>[DHF]:
>> Once you see the point of Odom's construction, you easily see this
>> variation:
>>
>> Stick two squares together along one side AB. Draw the circumcircle
>> around the resulting 2x1 rectangle. Extend AB to meet the circle in C.
[APH]
>This is algebraically much simpler than the Odom's.
>
>* In Odom's figure:
>Draw the altitude from D, intersecting AB, EF, and the circumference at
>H, I, K, resp., and call: BC = x, IK = y. Also, let C' be the point that
>AB intersects the arc ED.
>
> D
> /|\
> / | \
> / | \
> C'-----A---H---B-----C
> / | \
> / | \
> / | \
> E-------I-------F
>
...
[DHF]
Or use the intersecting chore theorem (Elements IV ?) on the chords C'BC
and DBF, and the same thing in the rectangle figure!

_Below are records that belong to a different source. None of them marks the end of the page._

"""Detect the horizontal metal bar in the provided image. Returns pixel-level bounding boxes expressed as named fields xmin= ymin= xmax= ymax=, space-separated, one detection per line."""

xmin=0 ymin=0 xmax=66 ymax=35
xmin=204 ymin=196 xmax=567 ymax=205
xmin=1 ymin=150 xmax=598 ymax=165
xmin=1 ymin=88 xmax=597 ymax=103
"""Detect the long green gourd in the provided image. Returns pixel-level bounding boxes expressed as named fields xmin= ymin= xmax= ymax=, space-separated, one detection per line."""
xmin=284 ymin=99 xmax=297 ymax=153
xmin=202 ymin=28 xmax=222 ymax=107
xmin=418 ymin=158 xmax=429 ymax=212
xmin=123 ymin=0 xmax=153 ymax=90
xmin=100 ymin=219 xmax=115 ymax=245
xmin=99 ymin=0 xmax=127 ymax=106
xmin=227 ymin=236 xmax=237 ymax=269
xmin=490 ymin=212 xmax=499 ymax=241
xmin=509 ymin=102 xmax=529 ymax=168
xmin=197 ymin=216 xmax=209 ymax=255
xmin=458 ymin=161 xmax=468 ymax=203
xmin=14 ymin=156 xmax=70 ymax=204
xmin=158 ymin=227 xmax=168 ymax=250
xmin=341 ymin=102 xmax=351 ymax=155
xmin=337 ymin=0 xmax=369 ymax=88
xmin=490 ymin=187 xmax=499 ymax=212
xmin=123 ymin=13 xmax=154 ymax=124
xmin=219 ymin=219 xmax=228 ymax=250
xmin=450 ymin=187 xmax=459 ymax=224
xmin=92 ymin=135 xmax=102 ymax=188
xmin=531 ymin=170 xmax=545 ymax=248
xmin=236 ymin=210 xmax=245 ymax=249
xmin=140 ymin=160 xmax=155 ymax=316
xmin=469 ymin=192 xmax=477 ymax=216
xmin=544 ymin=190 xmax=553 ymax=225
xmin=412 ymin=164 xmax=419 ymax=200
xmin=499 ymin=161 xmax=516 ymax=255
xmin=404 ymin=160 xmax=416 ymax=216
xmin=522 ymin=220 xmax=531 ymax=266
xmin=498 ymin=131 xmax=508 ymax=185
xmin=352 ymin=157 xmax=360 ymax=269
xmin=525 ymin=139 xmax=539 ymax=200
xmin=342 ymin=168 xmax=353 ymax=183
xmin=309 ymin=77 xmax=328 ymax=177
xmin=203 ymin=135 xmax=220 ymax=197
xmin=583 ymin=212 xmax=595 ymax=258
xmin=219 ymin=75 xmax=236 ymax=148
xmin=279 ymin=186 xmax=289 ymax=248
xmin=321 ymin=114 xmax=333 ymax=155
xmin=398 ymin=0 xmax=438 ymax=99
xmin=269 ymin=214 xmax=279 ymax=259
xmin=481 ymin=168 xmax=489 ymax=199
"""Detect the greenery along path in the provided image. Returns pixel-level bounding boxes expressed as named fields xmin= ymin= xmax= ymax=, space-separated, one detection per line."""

PS Then, later, Antreas says
[APH]
...
>Let us assume that DE = EF = FD = 1.
>
>With respect to point B, we have:
>
> BD * BF = BC * BC' = BC * (AB + AC'),
>
>and since:
>
> AC' = BC = x, AB = EF/2 = DB = BF = 1/2, we get:
>
>1/2 * 1/2 = x * (1/2 + x) ===> x = (sqrt(5) - 1) / 4
>
>etc
[DHF]
There's no need to evaluate lengths when you use the Elements Definition IV 4
of division in extreme and mean ratio!
PS I'm off to get the train to England in a couple of hours, so you won't
hear anything more from me for a while.